The Sheffield Press

Sports

Scaloni downplays England clash, says Argentina faces a football match

By Andrea Vigano ·
Scaloni downplays England clash, says Argentina faces a football match

Lionel Scaloni tried to strip the emotion out of Argentina’s semifinal matchup with England, calling it “solo un partido de fútbol” and urging people not to read anything else into it. His insistence came after Argentina beat Switzerland 3-1 in extra time to reach the last four, with Julián Álvarez scoring the decisive goal in the 112th minute.

Scaloni’s stance put the football front and center in a pairing that has carried political weight for decades. Argentina and England met in the 1986 World Cup quarterfinals on June 22, 1986, at the Estadio Azteca in Mexico City, four years after the 1982 war between Argentina and the United Kingdom over the Malvinas, or Falkland Islands.
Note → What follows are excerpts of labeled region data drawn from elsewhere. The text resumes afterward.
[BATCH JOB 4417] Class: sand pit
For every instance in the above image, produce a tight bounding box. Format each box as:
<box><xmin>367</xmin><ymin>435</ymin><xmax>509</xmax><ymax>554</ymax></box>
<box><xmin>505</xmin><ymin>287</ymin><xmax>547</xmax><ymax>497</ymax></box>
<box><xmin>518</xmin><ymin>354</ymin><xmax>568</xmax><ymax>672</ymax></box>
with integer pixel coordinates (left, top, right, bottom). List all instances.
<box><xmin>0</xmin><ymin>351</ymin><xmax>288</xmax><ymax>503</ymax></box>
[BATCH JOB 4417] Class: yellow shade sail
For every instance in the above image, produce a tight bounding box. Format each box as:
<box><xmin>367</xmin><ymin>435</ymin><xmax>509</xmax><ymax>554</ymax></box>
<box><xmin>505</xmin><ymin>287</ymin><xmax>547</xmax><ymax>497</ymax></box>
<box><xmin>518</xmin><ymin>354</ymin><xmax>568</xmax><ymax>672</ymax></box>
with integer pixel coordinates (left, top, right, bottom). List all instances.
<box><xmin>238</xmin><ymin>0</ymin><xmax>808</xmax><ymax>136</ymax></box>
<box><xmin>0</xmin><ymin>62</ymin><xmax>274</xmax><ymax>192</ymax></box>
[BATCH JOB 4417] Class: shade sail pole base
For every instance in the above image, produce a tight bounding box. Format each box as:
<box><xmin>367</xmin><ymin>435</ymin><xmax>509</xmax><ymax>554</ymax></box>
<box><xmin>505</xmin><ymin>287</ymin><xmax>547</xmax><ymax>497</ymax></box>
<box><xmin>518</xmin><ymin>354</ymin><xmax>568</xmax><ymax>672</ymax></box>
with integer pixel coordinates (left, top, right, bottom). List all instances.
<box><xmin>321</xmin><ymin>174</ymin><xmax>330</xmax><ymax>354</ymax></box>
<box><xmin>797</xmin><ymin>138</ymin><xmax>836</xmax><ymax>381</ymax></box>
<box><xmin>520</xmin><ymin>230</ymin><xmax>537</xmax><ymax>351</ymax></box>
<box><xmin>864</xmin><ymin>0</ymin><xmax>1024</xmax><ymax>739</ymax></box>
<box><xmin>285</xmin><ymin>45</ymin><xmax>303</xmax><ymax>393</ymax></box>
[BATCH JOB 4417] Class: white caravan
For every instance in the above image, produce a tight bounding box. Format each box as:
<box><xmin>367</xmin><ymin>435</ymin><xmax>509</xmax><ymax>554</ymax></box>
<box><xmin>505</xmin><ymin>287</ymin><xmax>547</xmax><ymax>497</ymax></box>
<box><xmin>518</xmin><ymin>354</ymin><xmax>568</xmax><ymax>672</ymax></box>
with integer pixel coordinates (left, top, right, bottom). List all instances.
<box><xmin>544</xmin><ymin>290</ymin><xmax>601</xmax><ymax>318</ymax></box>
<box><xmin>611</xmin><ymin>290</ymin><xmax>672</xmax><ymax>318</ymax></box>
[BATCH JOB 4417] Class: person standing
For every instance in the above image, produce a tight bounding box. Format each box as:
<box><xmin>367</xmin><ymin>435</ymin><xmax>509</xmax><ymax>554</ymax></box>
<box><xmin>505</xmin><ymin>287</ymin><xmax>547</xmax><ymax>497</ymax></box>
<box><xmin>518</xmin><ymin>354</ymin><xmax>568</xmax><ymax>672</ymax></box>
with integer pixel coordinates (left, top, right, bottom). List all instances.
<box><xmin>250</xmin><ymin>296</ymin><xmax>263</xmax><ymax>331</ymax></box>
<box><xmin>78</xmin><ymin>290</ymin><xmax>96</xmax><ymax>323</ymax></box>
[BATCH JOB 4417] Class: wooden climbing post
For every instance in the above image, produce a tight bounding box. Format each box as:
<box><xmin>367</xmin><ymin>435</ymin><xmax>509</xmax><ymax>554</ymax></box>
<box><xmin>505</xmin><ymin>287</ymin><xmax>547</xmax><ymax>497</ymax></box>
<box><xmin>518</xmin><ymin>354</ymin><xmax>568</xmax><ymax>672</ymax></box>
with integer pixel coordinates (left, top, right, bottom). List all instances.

That match became inseparable from Diego Maradona’s two goals, including the “Hand of God” and the “Goal of the Century,” and it remains one of the most charged fixtures in World Cup memory.

AI-generated illustration
AI-generated illustration

After the win over Switzerland, Scaloni praised his players for their delivery and belief even though Argentina did not produce a fully convincing performance. The breakthrough came from a set piece when Alexis Mac Allister headed in Lionel Messi’s cross to make it 1-0. It was Mac Allister’s second World Cup goal and his seventh for Argentina, while Messi reached 10 World Cup assists, matching the total FIFA attributes to Pelé.

Scaloni also singled out Thomas Tuchel, describing the England coach as someone he appreciates and admires. That acknowledgment underlined the tightrope he was walking: recognizing the stature of the opponent while refusing to turn the semifinal into a referendum on history.

Lionel Scaloni — Wikimedia Commons
Ago76 via Wikimedia Commons (CC BY-SA 3.0)

The contrast is stark. The 1982 conflict over the Falkland Islands remains part of the political backdrop to any Argentina-England meeting, but Scaloni’s message was to keep the next match inside the white lines. Whether that separation is possible, or whether the insistence on football itself carries its own message, will be part of the atmosphere when Argentina faces England again.